RARA-AVIS: Re: The Long Goodbye

From: Dick Lochte ( dlochte@gmail.com)
Date: 05 Feb 2007


As for Gould liking the character of Marlowe, he did indeed. He told me he tried to get a studio (I think Universal) involved in a remake of The High Window which either he or the studio had access to at the time. That is, of course, the Marlowe movie most in need of a remake.

As for Gould being able to play hardboiled, the cop movie Busting and the underrated mystery Capricorn 9, suggest that in younger days he could handle that.
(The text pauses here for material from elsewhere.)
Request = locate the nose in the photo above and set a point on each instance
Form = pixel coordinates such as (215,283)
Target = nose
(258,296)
My impression is that he considered Marlowe more a fast-talking, think-on-his-feet pro -- a la his MASH character -- than hardboiled. I agree with that. (The dreamy and passive okay-by-me quality in Long Goodbye was, I suspect more Altman than Gould. This is borne out by the Dove readings which probably are the best of the Chandler audiobooks I've heard. Joe Mantegna makes the character sound like a Jersey wiseguy. Daniel Massey's plumy British Marlowe is just plain ridiculous.

I should note that my opinion of Gould may be colored by the fact that he was one of the better participants in a movie I wrote, Escape to Athena. And he read, quite well, a short Marlowe story I contributed to the Raymond Chandler's Philip Marlowe anthology that celebrated the author's centennial.